Já quase na metade do trajeto, posso ver o horizonte e sentir em algumas partes do meu corpo, minúsculas cutículas de água que agora, eram incapazes de me molharem mas a minha pele era sensível ao toque e era capaz de sentí-las e que não irão tardar a duplicar a sua 'massa', tomara que pelo menos, eu esteja a porta do mercado porque ninguém merece voltar para casa como uma capivara nadadora. Entre meus praguejamentos mentais, me pergunto o porquê diabos esse mercado ficava tão longe, quase uma travessia de divisa à nado para chegar, e sinto uma gota atingir meu olho quando olho para alto. O que eu temia está prestes a acontecer e apresso os passos na tentativa que adiantasse algo mas acho que não vou escapar da tempestade, a menos que eu me esconda embaixo de alguma armação de loja ou dentro de uma, ou na casa de alguém desconhecido (olha ao que eu vou me submeter por alguém que não merece esse meu sacrifício, apesar de eu estar fazendo isso por mim e não vai reconhecer o meu esforço e ainda vai dizer que demorei por pura má vontade e preguiça).A chuva se intensifica mais rápido do que eu esperava e agora, a hipótese de pedir abrigo no lar alheio se torna a minha única oportunidade, já que não há um lugar sequer para me resguardar e a chuva cai grossa e intensa, sem piedade do corpo seco e desprevenido que vinha.

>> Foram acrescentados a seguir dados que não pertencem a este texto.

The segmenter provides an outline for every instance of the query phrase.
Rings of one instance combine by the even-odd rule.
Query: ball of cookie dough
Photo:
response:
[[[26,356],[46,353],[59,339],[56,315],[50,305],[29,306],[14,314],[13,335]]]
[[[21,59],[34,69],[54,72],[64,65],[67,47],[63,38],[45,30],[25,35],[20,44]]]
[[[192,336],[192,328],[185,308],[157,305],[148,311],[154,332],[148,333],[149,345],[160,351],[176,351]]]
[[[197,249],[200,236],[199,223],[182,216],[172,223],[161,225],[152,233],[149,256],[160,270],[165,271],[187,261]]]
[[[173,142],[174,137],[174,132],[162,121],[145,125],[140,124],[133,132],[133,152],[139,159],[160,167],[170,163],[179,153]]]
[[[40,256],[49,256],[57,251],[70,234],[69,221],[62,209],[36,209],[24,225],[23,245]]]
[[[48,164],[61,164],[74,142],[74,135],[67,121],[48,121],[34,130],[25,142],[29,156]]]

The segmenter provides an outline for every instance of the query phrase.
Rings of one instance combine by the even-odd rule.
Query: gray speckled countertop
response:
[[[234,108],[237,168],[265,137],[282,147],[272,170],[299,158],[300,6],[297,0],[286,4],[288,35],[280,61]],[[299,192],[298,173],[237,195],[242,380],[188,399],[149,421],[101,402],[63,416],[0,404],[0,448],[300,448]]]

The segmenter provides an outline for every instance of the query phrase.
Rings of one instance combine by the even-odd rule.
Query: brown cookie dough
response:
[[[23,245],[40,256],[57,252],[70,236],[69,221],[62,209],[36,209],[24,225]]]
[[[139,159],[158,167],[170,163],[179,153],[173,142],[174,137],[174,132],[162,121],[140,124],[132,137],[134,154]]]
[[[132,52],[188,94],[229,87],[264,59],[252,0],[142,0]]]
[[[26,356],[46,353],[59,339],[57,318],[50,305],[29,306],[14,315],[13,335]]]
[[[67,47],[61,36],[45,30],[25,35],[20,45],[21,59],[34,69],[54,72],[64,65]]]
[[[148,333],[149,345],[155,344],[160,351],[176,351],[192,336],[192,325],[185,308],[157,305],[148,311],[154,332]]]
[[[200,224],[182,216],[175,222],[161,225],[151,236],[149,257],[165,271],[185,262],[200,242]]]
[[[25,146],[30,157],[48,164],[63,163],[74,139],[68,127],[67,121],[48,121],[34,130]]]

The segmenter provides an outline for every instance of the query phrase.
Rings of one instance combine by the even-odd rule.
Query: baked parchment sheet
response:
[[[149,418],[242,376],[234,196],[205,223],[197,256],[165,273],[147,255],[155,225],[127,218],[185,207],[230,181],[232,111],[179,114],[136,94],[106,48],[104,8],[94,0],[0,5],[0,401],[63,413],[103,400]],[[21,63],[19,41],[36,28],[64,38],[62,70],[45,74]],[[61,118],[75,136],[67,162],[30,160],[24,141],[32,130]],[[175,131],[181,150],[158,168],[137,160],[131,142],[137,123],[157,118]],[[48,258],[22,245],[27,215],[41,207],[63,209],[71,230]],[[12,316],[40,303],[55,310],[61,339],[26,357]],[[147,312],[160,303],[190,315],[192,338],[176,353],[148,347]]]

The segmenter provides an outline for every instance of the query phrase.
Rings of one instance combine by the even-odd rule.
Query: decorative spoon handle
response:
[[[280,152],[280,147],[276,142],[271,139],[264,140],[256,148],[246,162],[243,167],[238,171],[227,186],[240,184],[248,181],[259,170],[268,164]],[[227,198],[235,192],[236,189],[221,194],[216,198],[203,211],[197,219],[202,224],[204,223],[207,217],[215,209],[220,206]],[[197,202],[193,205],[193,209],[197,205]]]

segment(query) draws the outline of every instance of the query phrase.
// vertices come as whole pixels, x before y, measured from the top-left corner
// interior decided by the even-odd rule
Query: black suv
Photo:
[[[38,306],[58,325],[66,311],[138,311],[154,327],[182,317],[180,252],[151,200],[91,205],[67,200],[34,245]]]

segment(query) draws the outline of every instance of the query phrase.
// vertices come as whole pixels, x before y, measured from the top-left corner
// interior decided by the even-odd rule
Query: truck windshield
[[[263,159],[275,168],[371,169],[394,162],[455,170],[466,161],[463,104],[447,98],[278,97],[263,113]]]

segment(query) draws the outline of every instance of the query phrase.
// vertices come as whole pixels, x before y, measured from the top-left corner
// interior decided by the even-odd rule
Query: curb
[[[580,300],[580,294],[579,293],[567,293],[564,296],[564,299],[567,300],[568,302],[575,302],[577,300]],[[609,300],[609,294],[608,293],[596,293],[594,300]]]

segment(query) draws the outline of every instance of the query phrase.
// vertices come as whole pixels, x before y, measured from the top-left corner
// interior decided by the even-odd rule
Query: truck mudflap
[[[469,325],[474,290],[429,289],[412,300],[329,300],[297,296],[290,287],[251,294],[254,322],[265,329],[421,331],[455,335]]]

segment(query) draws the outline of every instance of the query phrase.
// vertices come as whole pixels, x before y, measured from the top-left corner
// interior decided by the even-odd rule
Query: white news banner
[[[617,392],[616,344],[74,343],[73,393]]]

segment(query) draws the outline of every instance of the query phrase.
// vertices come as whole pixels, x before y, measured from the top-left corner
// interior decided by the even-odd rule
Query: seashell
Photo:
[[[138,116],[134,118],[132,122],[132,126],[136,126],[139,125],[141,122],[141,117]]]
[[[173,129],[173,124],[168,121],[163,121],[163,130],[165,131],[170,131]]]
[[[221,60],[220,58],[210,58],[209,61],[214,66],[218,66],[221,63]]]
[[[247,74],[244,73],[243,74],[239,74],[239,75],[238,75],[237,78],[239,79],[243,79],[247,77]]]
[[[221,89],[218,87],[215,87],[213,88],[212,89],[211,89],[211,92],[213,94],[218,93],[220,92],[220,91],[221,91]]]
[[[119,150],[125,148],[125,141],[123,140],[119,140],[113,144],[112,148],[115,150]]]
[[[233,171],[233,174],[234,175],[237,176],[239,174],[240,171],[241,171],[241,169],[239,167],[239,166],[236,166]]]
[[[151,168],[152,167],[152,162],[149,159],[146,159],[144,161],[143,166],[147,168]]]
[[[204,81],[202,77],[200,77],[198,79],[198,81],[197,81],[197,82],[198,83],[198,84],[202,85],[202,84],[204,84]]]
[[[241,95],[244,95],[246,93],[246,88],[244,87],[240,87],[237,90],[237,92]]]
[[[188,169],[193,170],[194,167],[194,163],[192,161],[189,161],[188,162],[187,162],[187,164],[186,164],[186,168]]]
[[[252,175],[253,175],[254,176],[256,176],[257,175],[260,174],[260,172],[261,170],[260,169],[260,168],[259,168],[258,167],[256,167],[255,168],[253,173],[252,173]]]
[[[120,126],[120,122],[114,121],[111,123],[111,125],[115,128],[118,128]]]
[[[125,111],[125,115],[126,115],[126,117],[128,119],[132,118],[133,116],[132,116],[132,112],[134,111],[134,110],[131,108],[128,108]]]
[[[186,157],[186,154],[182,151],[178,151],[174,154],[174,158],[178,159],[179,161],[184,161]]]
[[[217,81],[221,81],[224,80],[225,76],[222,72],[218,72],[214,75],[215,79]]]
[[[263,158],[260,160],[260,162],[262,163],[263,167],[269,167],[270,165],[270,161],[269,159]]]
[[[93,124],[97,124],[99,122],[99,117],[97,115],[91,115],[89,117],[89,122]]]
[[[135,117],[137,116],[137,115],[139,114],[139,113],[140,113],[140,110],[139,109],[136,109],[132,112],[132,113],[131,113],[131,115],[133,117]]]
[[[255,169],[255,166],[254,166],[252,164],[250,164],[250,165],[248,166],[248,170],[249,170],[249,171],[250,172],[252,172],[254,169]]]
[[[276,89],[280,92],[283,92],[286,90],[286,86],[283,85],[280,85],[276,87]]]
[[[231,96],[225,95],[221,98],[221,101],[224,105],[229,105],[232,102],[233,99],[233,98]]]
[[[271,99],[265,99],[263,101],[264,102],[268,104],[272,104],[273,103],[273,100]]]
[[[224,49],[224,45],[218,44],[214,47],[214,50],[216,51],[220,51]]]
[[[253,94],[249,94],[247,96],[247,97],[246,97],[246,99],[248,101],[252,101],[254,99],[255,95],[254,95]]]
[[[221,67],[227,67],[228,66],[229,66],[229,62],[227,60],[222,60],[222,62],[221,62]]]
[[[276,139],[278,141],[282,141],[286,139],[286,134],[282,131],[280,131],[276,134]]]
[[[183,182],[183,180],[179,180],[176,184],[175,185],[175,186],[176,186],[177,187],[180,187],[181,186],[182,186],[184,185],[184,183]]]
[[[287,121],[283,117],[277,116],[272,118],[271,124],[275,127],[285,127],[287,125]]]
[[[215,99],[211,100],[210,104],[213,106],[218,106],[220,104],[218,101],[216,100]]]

Depois de desviar toda a minha rota para o mercado, estou à porta de alguém, nada confiante mas a chuva intimidadora me força a dar singelas, porém ouvintes batidas na porta, que demoram a ter retorno em forma de resposta. Desisto e até me viro de costas mas um mínimo ruído do lado de dentro me prende a atenção, que se assemelhava a passos e em seguida, barulhos na porta, finalmente para me atender (me permitir entrar vai ser outra história). A maçaneta gira e meu corpo estremece e gela, talvez seja pelo frio presente aqui e a porta se abre, aos poucos, revelando uma figura masculina a minha frente. Minha postura paralisa e minha garganta na consegue proferir um suspiro e meus pés molham com as gotas que respingam no telhado e escorrem, formando pequenas cachoeiras.- Posso ajudar? - ele interrompe a minha avaliação a sua fisionomia e me traz de volta do transe com cara de bocó.
- O-oi! - não consigo dizer nada além dessa sílaba e ele me convida a entrar, sem me conhecer, apenas na intenção de me proteger da chuva. Tiro meu chinelo ensopado e adentro a sua casa, com a porta sendo fechada logo atrás de mim, e o agradeço pela recepção. Assim que esse temporal se apaziguar, irei me retirar e o agradecer novamente pelo seu ato de caridade, mas enquanto o caos se forma lá fora e que está longe do seu fim, vou aproveitar uma boa conversa, longe da chuva e devidamente abrigado.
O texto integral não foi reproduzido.